Top official at Kazakhstan’s ailing bank BTA has promised its second bailout will be its last.
BTA, the troubled lender that once bestrode Kazakhstan’s banking sector, has promised that a second restructuring will be its last. The bank is being bailed out to the tune of $12 billion – much to the anger of local rivals.
“I don’t think it’s appropriate to assume that BTA will need any further restructuring of its debt after we finish the second restructuring,” Askhat Beisenbayev, first deputy chairman of BTA’s management board told Emerging Markets, in the bank’s first major interview in six months.
“What we are trying to achieve is to create a prudent structure, ending up with a level of debt that’s supportable by the bank. Providing we achieve this goal, we believe we can turn BTA into a proper working bank again.”
Once the second bailout is complete, Samruk Kazyna, headed by Umirzak Shukeyev, the Kazakh sovereign wealth fund will seek to sell its 81.5% stake in BTA to a private-sector rival. “That is what we have heard, and it’s genuinely a consideration,” said Beisenbayev.
He added that the second bailout was expected to be finalized by the end of May. That deadline may be extended, as BTA’s board fights to repatriate billions of dollars of assets allegedly appropriated between 2005 and 2009 by former chairman Mukhtar Ablyazov, currently being sued by the bank in London’s High Court.
We originally aimed to complete the current, second round of restructuring by the end of May,” Beisimbayev said. “But there is a certain risk that the beginning of the second round of restructuring may be delayed until, and perhaps beyond, the end of June for half a month or so.
But BTA’s ongoing special treatment by government officials – the lender is, after all, essentially bankrupt – has caused resentment among rival lenders in Kazakhstan.
Umut Shayakhmetova, chief executive of Kazakhstan’s largest lender, Halyk Savings Bank, said the government should scrap a second bailout and simply let BTA fail.
“A horrible end is better than horror without end,” she said. “The question is whether it’s appropriate to spend $12 billion to support BTA, which isn’t now a systemically important bank.”
Guram Andronikashvili, chairman of the management board at Almaty-based Metrocombank, echoed that. “After the first restructuring, it took a long time for foreign investors to come back to the country and work with Kazakh banks again,” he told Emerging Markets.
“Now we have another restructuring, which means more talk about BTA, so the situation is not great. Though many Kazakh banks are fine, this produces a negative story.”
BTA’s debacle has made European lenders, already retrenching back to their core markets, wary of opening new offices, even in a country whose economy is growing by around 5% a year.

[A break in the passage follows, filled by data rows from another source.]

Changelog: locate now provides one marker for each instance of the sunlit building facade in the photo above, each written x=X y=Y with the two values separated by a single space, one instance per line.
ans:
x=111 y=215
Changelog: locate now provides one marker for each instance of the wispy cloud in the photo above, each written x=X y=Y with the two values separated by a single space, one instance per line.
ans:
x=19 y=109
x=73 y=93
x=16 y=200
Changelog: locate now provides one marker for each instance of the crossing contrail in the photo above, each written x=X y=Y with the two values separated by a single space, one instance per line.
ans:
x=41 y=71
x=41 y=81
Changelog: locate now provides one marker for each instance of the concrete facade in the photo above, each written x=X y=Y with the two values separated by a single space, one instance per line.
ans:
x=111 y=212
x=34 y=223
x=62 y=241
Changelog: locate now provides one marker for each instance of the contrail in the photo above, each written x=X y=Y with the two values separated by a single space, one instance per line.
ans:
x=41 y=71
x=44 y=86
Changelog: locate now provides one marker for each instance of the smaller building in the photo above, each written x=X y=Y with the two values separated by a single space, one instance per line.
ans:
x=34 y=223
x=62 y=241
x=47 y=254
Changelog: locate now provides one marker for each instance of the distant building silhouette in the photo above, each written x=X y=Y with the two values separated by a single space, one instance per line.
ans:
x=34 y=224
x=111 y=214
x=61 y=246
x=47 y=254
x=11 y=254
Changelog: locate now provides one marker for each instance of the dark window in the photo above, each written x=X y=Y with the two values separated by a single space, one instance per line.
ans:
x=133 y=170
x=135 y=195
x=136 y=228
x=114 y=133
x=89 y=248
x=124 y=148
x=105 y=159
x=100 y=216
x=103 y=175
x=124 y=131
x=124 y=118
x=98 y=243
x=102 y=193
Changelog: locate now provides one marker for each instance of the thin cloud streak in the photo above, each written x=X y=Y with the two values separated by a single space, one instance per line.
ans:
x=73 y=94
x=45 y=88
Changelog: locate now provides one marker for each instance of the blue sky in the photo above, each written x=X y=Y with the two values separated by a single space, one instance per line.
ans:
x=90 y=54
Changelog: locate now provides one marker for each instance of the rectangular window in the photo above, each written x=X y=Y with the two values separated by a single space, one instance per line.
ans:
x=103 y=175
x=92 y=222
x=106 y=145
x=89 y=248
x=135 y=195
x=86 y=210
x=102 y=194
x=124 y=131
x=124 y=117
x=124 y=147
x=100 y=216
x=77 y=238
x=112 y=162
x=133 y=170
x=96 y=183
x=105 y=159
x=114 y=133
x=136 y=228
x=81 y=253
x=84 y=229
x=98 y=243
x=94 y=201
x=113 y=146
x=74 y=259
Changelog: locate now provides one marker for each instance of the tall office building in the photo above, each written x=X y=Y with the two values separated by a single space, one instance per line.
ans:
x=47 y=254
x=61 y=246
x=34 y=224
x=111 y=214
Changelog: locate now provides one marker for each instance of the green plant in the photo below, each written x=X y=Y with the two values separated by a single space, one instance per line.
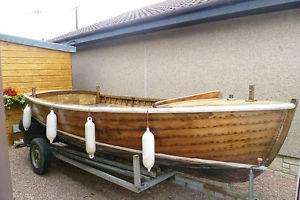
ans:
x=13 y=98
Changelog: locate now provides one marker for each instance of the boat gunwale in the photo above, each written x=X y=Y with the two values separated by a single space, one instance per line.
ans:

Royal Bank of Scotland sold its retail division after the financial crisis, while Unicredit, several market sources say, is desperate to unwind its position in troubled ATF Bank.
In the mid-2000s foreign banks were queuing up to enter Kazakhstan but now, when one retrenches, or leaves entirely, few seem keen to take their place. “There are no foreign banks looking to come into the country,” says the head of a leading Kazakh lender. “Whoever is here will remain here, but don’t expect any newcomers any time soon.”